The formation of sparingly mineral precipitates on the membrane surface complicates the practical implementation and deteriorates economic parameters of the electrodialysis process. The most serious problems arise in the demineralization of hard natural waters and solutions containing toxic heavy metals ions.

The aim of this work was to study the catalytic activity of sparingly soluble precipitates of copper and nickel hydroxides with respect to the water dissociation reaction at the interface the cation-exchange membrane/copper or nickel sulfate solution. It was shown that the presence of catalytically active secondary and tertiary aminogroups in the anion-exchange membranes or their formation during electrodialysis leads to the appearance of hydrogen ions stream moving from the anion-exchange membrane in the desalting chamber. Cation-exchange membranes in the region of overlimiting current densities form precipitates of copper or nickel hydroxides catalytically active with respect to the water dissociation reaction, which causes the flux of hydroxyl ions from the cation-exchange membrane.

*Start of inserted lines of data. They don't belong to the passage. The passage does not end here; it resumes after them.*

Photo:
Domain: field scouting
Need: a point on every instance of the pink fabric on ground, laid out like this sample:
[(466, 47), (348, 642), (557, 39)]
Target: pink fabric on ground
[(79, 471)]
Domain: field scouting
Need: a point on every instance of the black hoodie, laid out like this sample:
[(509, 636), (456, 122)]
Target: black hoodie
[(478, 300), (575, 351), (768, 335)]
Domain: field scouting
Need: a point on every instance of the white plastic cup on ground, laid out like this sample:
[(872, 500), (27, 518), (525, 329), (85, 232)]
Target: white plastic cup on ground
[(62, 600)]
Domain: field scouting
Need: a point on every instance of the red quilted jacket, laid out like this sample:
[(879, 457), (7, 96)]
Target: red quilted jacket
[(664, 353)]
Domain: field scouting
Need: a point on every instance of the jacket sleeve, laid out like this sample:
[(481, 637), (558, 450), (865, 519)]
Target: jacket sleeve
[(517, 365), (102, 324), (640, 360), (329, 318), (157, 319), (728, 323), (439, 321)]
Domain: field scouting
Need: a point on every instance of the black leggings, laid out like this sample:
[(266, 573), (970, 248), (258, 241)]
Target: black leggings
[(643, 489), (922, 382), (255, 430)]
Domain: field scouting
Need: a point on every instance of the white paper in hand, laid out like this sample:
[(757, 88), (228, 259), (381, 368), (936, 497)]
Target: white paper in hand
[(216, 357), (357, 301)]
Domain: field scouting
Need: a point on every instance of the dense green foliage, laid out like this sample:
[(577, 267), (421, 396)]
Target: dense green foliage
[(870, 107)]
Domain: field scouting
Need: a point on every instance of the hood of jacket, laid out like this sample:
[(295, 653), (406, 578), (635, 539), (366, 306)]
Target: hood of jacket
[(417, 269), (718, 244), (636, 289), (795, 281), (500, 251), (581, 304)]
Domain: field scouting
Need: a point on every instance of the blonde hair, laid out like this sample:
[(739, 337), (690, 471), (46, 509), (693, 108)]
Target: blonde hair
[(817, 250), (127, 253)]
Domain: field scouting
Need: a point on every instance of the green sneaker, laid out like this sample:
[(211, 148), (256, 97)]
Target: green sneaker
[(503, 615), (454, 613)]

In the case of electrodialysis of copper sulfate solution, the desalting chamber solution is acidified, because the precipitate of copper hydroxide gradually degrades to catalytically inactive copper oxide, whereupon the flux of hydrogen ions from the anion-exchange membrane predominates. In the case of electrodialysis of a solution of nickel sulfate, the precipitate does not change the composition and retains the catalytic activity, which leads to a stable alkalization of the desalting chamber solution and a drastic decrease in the transport numbers of the electrolyte ions.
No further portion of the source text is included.